Other games let you be the car, in much the same way that some first-person shooters let you play as a disembodied gun. Shift 2 Unleashed, with its innovative new perspective, can lay claim to being the first game to actually let you be the driver, a feature that works for better and for worse.
Thanks to the driver's eye view, Shift 2 Unleashed provides the most thrilling experience available in the genre. The excellent audio visual feeds into this; the cars growl with purpose and they're finely modelled too. Even better is the gory evisceration that waits at the end of a high-speed crash, with the cars shedding doors, bonnets and wheels with violent conviction.
Drive by night and expect to be terrified.
What it isn't, however – and here's where the likes of Gran Turismo and Forza steal a march on it – is reliable or consistently satisfying in its action. While the addition of an Elite handling model certainly points Shift 2 Unleashed in the right direction there's still an uneasy lightness to the car's behaviour, and even once accustomed to their more sensitive ways they're still prone to providing some nasty shocks.
The same can be said of Shift 2 Unleashed's AI cars. They're on the whole a smart bunch and are capable of putting up a fight more convincing than that seen in other racers; they'll defend their line and jostle for position in a manner that's fun to engage with.
Too often though, tailing drivers will disregard you at a corner, sending you face first into the nearest gravel trap. When you're several laps deep in a key race it's hard to find the funny side and moments like this make you wish for the rewind feature that's been creeping into other racing games.
It's saved by the fact that more often than not you're racing friends thanks to the inclusion of Autolog, the feature pioneered by Hot Pursuit that compiles online times on an advanced leaderboard that provides a thread through Shift 2 Unleashed's reams of content.
It's arguably not as neat a fit here as it was in Hot Pursuit – the spread of vehicles and the ability to dive under their hoods to upgrade them necessitates a performance index that can muddy the results – but it's still a compelling feature that's backed up by a strong online suite, with Driver Duel Championships fleshing out the staple races for up to twelve players.
If you race in anything other than the in-car view, you're a chump.
XP is earned both online and off, and thankfully the original Shift's often convoluted system has been streamlined.

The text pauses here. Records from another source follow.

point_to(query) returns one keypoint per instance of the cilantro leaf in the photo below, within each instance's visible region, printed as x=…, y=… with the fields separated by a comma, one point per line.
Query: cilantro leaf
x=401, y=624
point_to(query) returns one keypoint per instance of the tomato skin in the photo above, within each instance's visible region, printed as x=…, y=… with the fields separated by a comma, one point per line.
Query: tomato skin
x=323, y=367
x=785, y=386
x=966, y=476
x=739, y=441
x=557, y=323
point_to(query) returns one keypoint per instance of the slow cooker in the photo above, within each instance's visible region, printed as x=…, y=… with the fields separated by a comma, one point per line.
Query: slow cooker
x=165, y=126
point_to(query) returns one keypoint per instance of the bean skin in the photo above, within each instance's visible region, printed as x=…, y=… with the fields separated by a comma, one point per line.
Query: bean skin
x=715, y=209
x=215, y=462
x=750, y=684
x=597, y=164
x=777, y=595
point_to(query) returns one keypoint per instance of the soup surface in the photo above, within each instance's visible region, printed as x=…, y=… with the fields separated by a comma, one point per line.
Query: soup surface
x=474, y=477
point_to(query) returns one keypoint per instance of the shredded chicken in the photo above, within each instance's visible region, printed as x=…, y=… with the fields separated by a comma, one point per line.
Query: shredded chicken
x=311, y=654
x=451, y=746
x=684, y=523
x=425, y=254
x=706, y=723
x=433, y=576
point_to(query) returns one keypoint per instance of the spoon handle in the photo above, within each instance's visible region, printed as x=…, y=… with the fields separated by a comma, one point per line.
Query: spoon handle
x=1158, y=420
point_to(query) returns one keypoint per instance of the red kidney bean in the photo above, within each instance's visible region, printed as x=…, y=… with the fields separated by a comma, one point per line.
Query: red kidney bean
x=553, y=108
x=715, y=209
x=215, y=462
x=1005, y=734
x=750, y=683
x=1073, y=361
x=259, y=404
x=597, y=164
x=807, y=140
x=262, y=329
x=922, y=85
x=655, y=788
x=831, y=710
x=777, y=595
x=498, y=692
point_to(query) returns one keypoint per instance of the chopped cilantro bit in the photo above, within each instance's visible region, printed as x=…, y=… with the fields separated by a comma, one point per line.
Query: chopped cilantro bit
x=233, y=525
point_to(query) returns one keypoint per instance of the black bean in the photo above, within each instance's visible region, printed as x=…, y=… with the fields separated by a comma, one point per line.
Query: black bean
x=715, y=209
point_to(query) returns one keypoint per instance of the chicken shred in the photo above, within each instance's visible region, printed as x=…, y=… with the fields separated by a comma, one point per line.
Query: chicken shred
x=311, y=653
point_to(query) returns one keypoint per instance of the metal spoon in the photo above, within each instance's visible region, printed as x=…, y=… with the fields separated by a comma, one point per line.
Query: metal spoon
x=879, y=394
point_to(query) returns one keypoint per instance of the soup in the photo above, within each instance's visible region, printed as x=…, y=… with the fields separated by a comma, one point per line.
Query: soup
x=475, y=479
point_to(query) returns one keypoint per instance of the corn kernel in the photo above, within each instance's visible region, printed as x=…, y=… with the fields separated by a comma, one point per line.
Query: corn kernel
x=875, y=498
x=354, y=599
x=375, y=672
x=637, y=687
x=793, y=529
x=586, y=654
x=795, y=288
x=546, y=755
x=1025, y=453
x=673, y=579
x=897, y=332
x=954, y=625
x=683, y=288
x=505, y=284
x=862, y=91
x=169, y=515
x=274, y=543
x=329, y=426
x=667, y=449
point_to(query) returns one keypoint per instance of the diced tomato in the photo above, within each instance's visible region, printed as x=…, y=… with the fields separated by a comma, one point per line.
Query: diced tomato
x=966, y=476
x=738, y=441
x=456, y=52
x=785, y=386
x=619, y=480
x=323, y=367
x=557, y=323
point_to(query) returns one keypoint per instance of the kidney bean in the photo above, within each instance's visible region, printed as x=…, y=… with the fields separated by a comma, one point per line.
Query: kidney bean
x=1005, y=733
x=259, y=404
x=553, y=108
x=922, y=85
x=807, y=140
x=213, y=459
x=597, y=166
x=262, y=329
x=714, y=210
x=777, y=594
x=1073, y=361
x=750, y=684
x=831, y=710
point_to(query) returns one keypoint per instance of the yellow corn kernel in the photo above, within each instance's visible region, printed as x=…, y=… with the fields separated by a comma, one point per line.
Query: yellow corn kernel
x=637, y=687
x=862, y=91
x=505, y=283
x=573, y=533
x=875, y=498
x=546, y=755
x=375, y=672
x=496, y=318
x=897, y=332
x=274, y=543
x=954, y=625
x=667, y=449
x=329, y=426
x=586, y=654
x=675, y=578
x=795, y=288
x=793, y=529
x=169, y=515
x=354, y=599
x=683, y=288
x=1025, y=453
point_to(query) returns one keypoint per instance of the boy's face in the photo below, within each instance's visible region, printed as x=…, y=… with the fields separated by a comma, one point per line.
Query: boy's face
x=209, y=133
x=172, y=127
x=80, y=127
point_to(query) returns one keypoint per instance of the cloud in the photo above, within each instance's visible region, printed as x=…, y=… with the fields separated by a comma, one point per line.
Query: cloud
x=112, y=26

It works much better as a result and the worlds of racing and RPG here make easy bedfellows. Points are earned for mastering corners, swift starts and clean overtakes among other things, gifting a sense of achievement that can help grind away at the game's rougher edges.
Levelling up unlocks new events and earns new cars, and as ever there's a certain amount of satisfaction to be had in taking a standard road-going car and turning it into a thoroughbred racing machine. Indeed, the level of customisation excuses Shift 2 Unleashed's relatively paltry slim car list.
It also displays a judicious eye in its selection that's shared by the track list, which is bolstered by some fine rarities. Dijon-Prenois, the French circuit that hosted one of motor racing's finest duels, deserves special mention, and Shift 2 Unleashed's unique handling finds a perfect home amidst the tracks undulating sweeps.